As the darkness settled the snow-covered surface of the river showed as a narrow white lane that terminated abruptly at each bend in a wall of intense blackness. Overhead a million stars glittered so brightly in the keen air that they seemed suspended just above the serried skyline of the bordering spruces. At the end of an hour it grew lighter. Through the openings between the flanking spruce thickets long naked ridges with their overhanging wind-carved snow-cornices were visible far back from the river. As they came in sight of the encampment the girl, who was traveling ahead, paused abruptly and with an exclamation of delight, pointed toward a distant ridge upon the clean-cut skyline of which the rim of the full moon showed in an ever widening segment of red. Brent stood close by her side, and together, in wrapt silence they watched the glowing orb rise clear of the ridge, watched its color pale until it hung cold and clean-cut in the night sky like a disk of burnished brass.
"Isn't it beautiful?" she breathed, and by the gentle pressure that accompanied the words, Brent suddenly knew that her bared hand was in his own, and that two mittens lay upon the snow at their feet.
"Wonderful," he whispered, as his eyes swept the unending panorama of lifeless barrens. "It is
as if we two were the only living beings in the whole dead world."
"Oh, I wish—I wish we were!" cried the girl, impulsively. And then: "No that is wrong! Other people—thousands and thousands of them—men, and women, and little babies—they all love to live."
"It is wonderful to live," breathed the man, "And to be standing here—with you—in the moonlight."

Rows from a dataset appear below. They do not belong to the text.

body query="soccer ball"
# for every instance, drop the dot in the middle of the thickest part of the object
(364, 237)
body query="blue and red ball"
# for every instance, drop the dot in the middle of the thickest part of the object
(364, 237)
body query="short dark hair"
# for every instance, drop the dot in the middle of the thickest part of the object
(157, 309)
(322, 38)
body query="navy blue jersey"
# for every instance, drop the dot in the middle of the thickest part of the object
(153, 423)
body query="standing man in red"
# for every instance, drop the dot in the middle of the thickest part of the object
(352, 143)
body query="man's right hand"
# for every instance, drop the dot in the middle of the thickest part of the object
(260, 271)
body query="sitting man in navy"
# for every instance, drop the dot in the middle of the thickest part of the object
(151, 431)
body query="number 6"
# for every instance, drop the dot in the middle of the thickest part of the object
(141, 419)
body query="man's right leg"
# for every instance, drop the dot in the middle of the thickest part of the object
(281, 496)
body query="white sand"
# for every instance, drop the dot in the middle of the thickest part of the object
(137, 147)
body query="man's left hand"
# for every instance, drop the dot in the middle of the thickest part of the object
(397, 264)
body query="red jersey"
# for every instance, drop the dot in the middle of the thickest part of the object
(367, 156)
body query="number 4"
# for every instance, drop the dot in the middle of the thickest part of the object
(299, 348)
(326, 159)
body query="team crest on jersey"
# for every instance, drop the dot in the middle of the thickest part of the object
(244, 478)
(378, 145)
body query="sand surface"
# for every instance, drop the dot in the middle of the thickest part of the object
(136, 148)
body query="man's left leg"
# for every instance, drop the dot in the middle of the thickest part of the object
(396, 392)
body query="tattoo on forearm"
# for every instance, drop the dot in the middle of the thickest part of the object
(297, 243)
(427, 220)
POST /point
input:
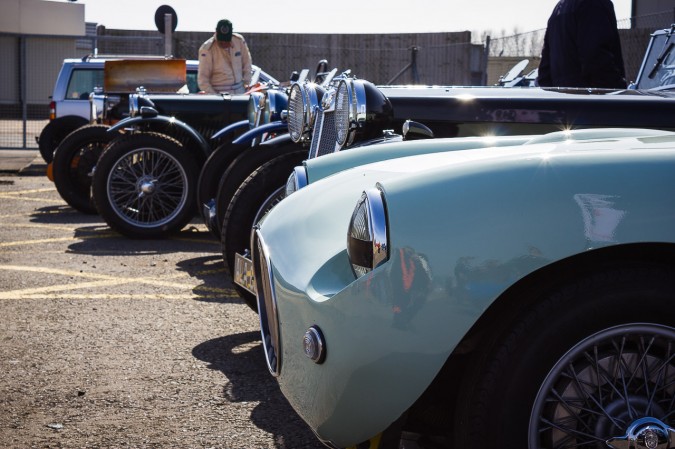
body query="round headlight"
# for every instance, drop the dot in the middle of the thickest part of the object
(134, 108)
(255, 101)
(275, 102)
(367, 238)
(297, 180)
(303, 102)
(351, 110)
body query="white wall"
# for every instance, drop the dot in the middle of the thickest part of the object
(42, 17)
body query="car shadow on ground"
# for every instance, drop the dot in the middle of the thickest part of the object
(215, 285)
(62, 214)
(240, 358)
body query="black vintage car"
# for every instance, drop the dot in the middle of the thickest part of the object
(351, 112)
(174, 128)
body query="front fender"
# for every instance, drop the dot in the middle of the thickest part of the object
(464, 228)
(250, 135)
(231, 129)
(170, 122)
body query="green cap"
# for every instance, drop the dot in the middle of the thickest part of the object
(224, 30)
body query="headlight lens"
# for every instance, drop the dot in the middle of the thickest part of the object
(350, 109)
(367, 238)
(297, 180)
(134, 108)
(275, 102)
(303, 102)
(255, 101)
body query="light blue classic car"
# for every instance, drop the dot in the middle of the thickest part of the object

"Ah, the moonlight—is it the moonlight that makes me feel so strange—in here?" she raised her mittened hand and pressed it against her breast, "So strange and restless. I want to go—I do not know where—but, I want to do something big—to go some place—any place, but to go, and go, and go!" Her voice dropped suddenly, and Brent saw that her eyes were resting broodingly upon the straggling group of tepees and cabins. A dull square of light glowed sullenly from her own cabin window, and her voice sounded heavy and dull: "But, there is no place to go, and nothing to do, but hunt, and trap, and look for gold. Sometimes I wish I were dead. No I do not mean that—but, I wish I had never lived."

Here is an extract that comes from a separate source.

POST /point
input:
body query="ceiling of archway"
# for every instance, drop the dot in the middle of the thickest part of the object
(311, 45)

"Nonsense, girl! You love to live! Beautiful, strong, young—why, life is only just starting for—you." Brent had almost said "us."

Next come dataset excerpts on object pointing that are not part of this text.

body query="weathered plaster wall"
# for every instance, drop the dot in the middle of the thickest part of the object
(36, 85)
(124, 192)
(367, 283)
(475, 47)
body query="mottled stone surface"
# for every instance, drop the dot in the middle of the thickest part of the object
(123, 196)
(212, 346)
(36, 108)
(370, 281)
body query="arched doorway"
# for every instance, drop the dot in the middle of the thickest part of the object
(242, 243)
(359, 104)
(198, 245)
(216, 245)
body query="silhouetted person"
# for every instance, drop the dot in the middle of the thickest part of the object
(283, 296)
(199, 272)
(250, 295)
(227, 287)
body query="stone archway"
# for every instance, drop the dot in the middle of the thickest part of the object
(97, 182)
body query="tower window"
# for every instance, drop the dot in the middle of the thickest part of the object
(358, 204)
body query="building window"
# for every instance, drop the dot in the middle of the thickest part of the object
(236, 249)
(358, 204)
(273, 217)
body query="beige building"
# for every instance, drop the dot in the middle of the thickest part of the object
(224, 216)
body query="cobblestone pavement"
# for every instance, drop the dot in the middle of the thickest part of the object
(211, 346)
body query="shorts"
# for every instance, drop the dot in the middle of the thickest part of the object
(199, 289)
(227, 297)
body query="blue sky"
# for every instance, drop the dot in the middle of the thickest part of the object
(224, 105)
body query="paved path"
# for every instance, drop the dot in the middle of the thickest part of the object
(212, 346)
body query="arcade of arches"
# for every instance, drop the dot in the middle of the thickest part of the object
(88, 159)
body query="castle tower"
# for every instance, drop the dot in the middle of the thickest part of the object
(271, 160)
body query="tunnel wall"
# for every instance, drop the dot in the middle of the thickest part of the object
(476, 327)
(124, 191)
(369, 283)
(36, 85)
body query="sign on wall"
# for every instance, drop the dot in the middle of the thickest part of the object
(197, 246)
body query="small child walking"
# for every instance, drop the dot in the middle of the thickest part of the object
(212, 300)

"But, of what use is it all? Why should one love to live? I am an Indian—yet I hate the Indians—except Wananebish. We fight the hooch traders, yet the men get the hooch. It is no use. I learned
to love books at the mission—and there are no books. You are here—with you I am happy. But, if you do not find a strike, you will go away. Or, if we do not find gold, we will go. The Indians will return to the river and become hangers-on at the posts. It is all—no use!"